John Piper examines the book of Ruth's relevant, unchanging themes and its dangerous ability to inspire twenty-first-century readers in the cause of love.
Sex. Race. Scripture. Sovereignty. The book of Ruth entails them all. So readers shouldn't be fooled by its age, says Pastor John Piper. Though its events happened over 3,000 years ago, the story holds astounding relevance for Christians in the twenty-first century.
The sovereignty of God, the sexual nature of humanity, and the gospel of God's mercy for the undeserving-these massive realities never change. And since God is still sovereign, and we are male or female, and Jesus is alive and powerful, A Sweet and Bitter Providence bears a message for readers from all walks of life. But be warned, Piper tells his audience: This ancient love affair between Boaz and Ruth could be dangerous, inspiring all of us to great risks in the cause of love.

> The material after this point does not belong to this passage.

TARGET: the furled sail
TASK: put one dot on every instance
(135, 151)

Crossway Books/Desiring God
An interesting study on the book of Ruth| Posted January 16, 2010
A Sweet and Bitter Providence is a new book by John Piper examining the applicability of the themes in the book of Ruth for Christians today. The main themes he deals with are the sovereignty of God, gender & sexuality and race relations. I was particularly glad to see him deal with the issue of race relations and the racial diversity of God's kingdom because it is an important topic but one that doesn't always get dealt with well in the Christian community.
Compared to many other Piper books, this one is relatively short. This makes it a fairly easy one to get through, although there were some points where i thought further depth was warranted. The book did tend to jump backwards and forwards in the book of Ruth and to other scriptures so I would recommend you read Ruth first to better grasp where Piper is going with his ideas.
I reviewed this book in its audio format. The narration was clear and easy to listen to. It would have been nice to have the author reading the book as he is quite an expressive speaker/reader.
Overall, while not my favorite John Piper book, I'll still think this one is a worthwhile read.